# selling my car and cash advice



## davidlewis26 (May 9, 2010)

Hi everyone im due to sell my car on Friday to a buyer from ebay he has a feedback score of 21 all positive and has agreed to pay £3200 for the vectra. The question i have is as this is the first car ive ever sold is the person is coming with cash is it ok to accept that sort of money in cash im just afraid it will be fake and he drives off with my car and im left with nothing any help would be grateful thanks


----------



## Derekh929 (Aug 28, 2011)

Get a note tester pen if it was me I once got £8k cash he came with me to bank then we went to put it in another bank was asked lots of questions


----------



## Natalie (Jan 19, 2011)

I'd try and go to the bank with him to pay it in.


----------



## R7KY D (Feb 16, 2010)

Check it and check it again , Get someone to check it with you , Don't worry it'll be fine


----------



## JenJen (Jun 30, 2010)

Get him to go to your bank and transfer the cash there and then. That way you both get a receipt and you know the money is ok as the bank accepted it. Or ask if he can withdraw the money from the bank infront of you, he has nothing to hide he will be happy to do so. 

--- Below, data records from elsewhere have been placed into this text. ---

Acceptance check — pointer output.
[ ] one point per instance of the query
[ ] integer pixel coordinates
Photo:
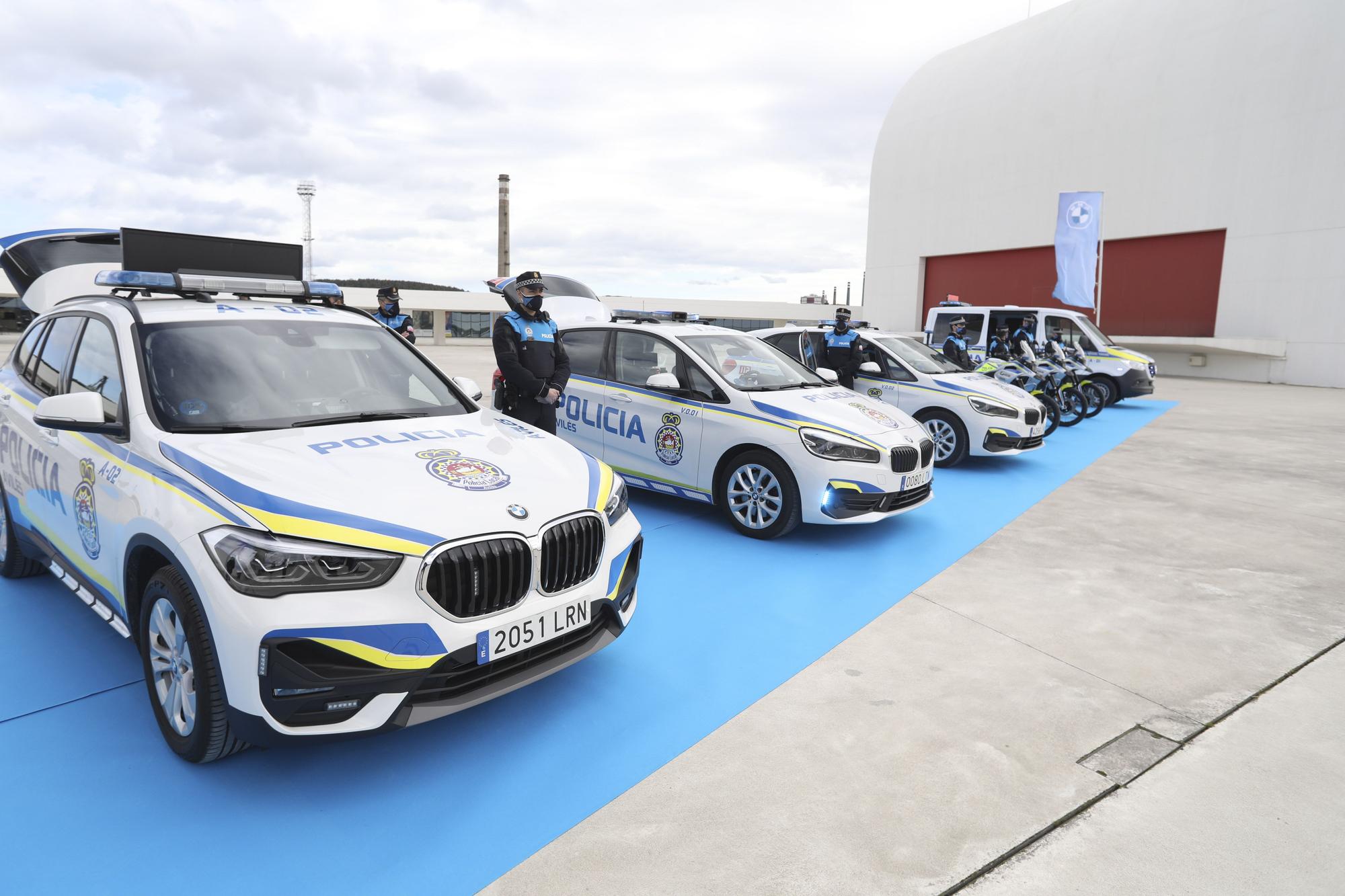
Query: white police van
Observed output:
(1124, 373)
(965, 413)
(306, 528)
(719, 417)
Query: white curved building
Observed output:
(1217, 131)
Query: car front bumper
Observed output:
(344, 663)
(1136, 382)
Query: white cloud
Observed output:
(681, 150)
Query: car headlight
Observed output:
(264, 565)
(991, 407)
(836, 447)
(618, 503)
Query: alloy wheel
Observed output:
(945, 438)
(755, 495)
(170, 663)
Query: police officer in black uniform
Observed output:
(956, 346)
(531, 356)
(1026, 337)
(999, 346)
(844, 348)
(391, 314)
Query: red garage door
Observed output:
(1152, 286)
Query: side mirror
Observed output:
(662, 381)
(470, 386)
(76, 412)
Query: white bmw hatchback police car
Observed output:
(719, 417)
(966, 413)
(305, 526)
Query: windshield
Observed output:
(1097, 335)
(919, 357)
(750, 364)
(270, 374)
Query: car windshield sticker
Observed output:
(87, 516)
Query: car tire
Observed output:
(767, 479)
(14, 564)
(1052, 413)
(1073, 407)
(952, 443)
(182, 674)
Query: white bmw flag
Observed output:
(1077, 248)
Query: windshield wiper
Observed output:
(361, 417)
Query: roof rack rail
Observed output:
(654, 317)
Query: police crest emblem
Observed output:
(470, 474)
(87, 514)
(875, 415)
(668, 440)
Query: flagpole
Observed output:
(1101, 247)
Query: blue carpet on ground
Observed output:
(93, 798)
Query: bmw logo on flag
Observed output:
(1079, 214)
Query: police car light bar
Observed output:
(653, 317)
(159, 282)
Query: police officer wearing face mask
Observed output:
(1024, 337)
(391, 314)
(956, 346)
(843, 349)
(531, 356)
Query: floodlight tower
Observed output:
(306, 192)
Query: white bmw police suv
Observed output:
(305, 526)
(720, 417)
(966, 413)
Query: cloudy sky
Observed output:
(716, 150)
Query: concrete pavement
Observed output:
(1165, 584)
(1252, 806)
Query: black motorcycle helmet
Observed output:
(843, 319)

It's easy to get 21 positive feedback in a short space of time, but he will probably be ok but it's always good to stay on the side of caution.

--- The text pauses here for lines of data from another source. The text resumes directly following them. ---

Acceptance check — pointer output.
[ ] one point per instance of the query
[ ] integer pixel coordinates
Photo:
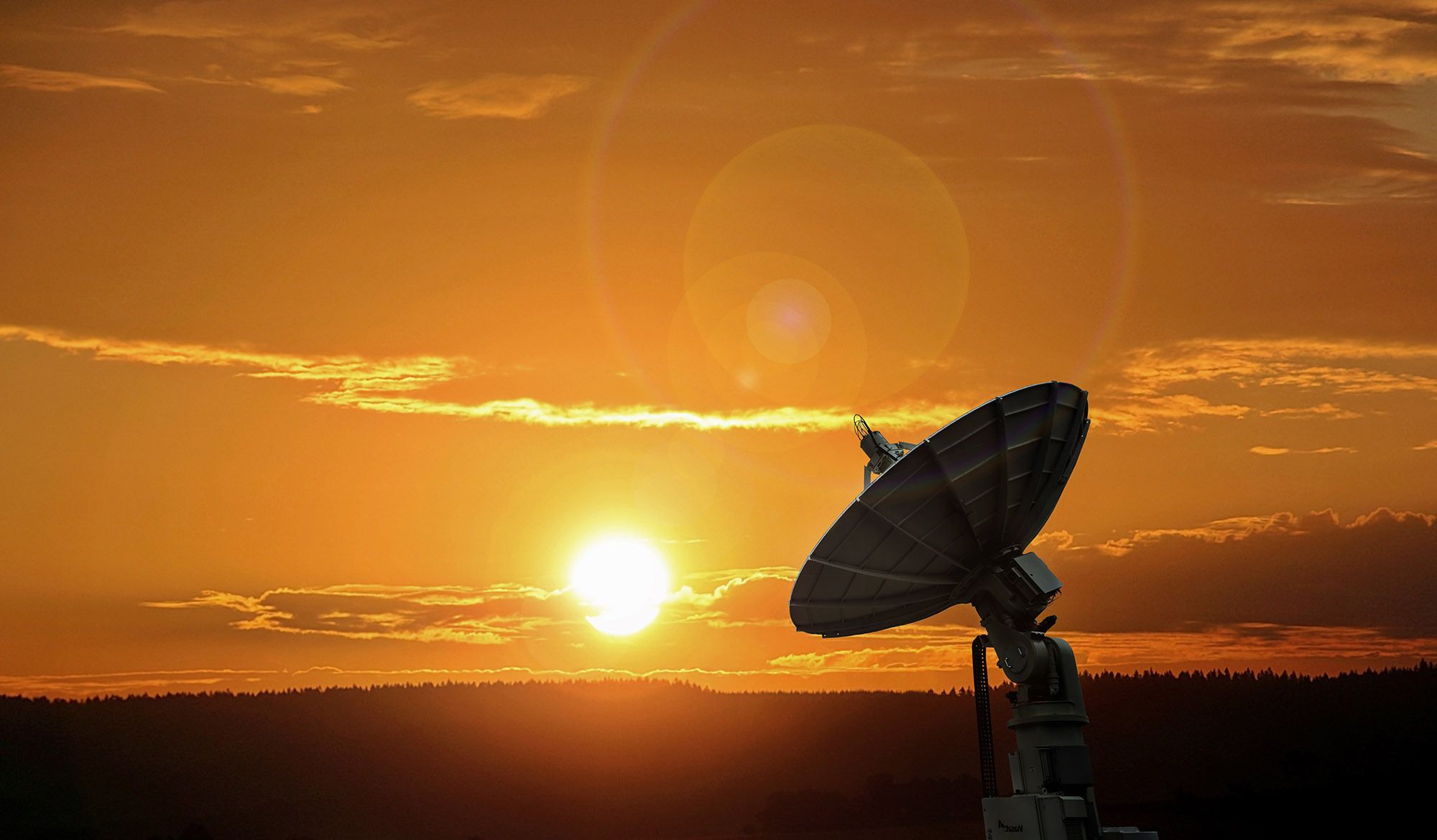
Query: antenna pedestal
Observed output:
(1051, 771)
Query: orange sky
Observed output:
(331, 333)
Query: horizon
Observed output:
(338, 338)
(639, 680)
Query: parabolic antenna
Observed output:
(920, 537)
(948, 522)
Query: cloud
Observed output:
(744, 597)
(1387, 42)
(394, 386)
(1150, 392)
(1285, 451)
(301, 86)
(1211, 646)
(1307, 412)
(495, 614)
(1280, 568)
(1153, 384)
(67, 81)
(258, 25)
(496, 96)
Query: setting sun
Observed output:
(624, 578)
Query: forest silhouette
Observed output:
(1212, 754)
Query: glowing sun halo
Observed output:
(624, 580)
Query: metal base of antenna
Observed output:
(1053, 774)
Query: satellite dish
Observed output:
(920, 537)
(948, 522)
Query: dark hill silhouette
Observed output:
(1192, 755)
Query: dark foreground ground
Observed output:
(1191, 755)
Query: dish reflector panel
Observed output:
(968, 498)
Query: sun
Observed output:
(623, 580)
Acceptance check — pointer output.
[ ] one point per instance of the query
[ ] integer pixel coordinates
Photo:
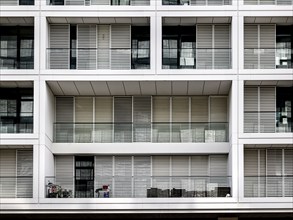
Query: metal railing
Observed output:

I did this when I purchased my latest car, went to bank with lady and withdrew the 12k in front of her.


----------



## johnnyguitar (Mar 24, 2010)

I've sold two for and bought one with folding money. Check it thoroughly and don't spend it before you get to the bank.


----------



## pee (Apr 6, 2009)

When he comes to pick the car up take him out for a little spin and then stop at the bank to pay the money in,that's what I did when I sold my car.


----------



## DMcG (Oct 25, 2012)

JenJen said:


> Get him to go to your bank and transfer the cash there and then. That way you both get a receipt and you know the money is ok as the bank accepted it. Or ask if he can withdraw the money from the bank infront of you, he has nothing to hide he will be happy to do so.
> 
> It's easy to get 21 positive feedback in a short space of time, but he will probably be ok but it's always good to stay on the side of caution.
> 
> I did this when I purchased my latest car, went to bank with lady and withdrew the 12k in front of her.

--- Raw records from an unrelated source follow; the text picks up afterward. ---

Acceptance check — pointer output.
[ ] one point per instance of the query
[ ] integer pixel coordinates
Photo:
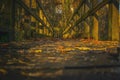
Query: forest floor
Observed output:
(56, 59)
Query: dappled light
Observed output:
(59, 40)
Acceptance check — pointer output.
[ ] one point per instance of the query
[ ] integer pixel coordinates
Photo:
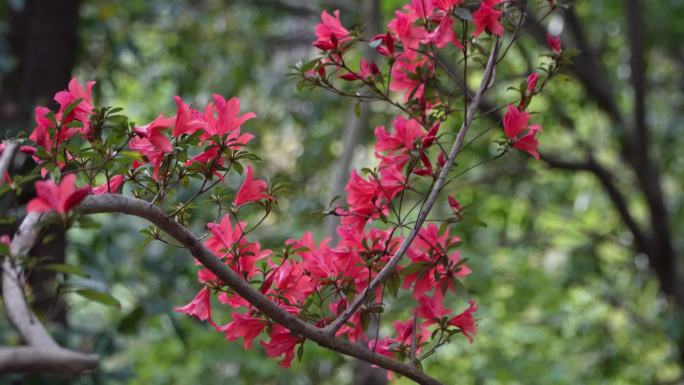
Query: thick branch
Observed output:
(43, 354)
(27, 324)
(333, 327)
(45, 360)
(114, 203)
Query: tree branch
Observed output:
(334, 326)
(114, 203)
(45, 360)
(43, 354)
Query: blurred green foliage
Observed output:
(563, 299)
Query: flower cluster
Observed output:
(315, 281)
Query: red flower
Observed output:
(188, 120)
(515, 122)
(528, 142)
(252, 190)
(554, 43)
(199, 307)
(60, 198)
(432, 309)
(367, 70)
(444, 34)
(83, 109)
(532, 83)
(386, 46)
(487, 18)
(406, 78)
(222, 118)
(454, 204)
(154, 132)
(330, 32)
(153, 154)
(446, 5)
(406, 133)
(402, 26)
(466, 322)
(6, 240)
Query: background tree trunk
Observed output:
(43, 39)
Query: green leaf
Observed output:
(463, 14)
(64, 268)
(99, 297)
(129, 323)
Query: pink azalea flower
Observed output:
(367, 70)
(153, 154)
(528, 142)
(444, 34)
(252, 190)
(386, 47)
(154, 132)
(222, 118)
(532, 82)
(432, 309)
(405, 135)
(282, 343)
(446, 5)
(466, 322)
(229, 243)
(188, 120)
(6, 240)
(84, 108)
(330, 32)
(554, 43)
(61, 199)
(199, 307)
(487, 18)
(111, 186)
(515, 121)
(409, 35)
(405, 75)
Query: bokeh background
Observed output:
(574, 258)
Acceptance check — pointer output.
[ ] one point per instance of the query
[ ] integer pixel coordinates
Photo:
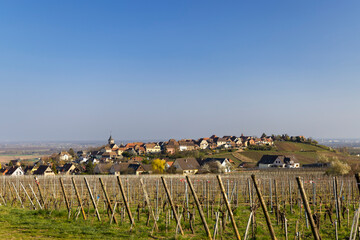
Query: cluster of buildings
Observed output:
(278, 161)
(112, 152)
(38, 169)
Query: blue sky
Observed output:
(76, 70)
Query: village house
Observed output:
(277, 161)
(220, 142)
(64, 156)
(29, 170)
(68, 169)
(186, 145)
(102, 168)
(223, 164)
(203, 143)
(186, 165)
(171, 146)
(44, 170)
(14, 171)
(152, 148)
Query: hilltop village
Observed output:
(186, 156)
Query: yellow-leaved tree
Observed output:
(158, 165)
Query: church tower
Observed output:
(111, 140)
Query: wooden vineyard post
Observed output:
(65, 197)
(171, 204)
(22, 186)
(17, 195)
(199, 207)
(40, 193)
(37, 200)
(108, 201)
(149, 203)
(125, 200)
(79, 198)
(229, 208)
(92, 199)
(308, 210)
(263, 205)
(357, 176)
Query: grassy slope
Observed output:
(27, 224)
(304, 153)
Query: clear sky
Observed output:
(76, 70)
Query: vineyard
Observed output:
(251, 205)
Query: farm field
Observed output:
(304, 153)
(22, 218)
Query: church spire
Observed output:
(111, 140)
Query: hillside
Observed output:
(304, 153)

+1 for this. As long as you mention it before the buyer will be fine. It saves them carrying large amounts of cash and you get to see it come from the bank and can pay it straight in while your there.


----------



## danski (Aug 4, 2008)

Yup, when I sold my Golf a few months ago, the test drive was to the bank, by that time she knew she was happy and did the transfer.


----------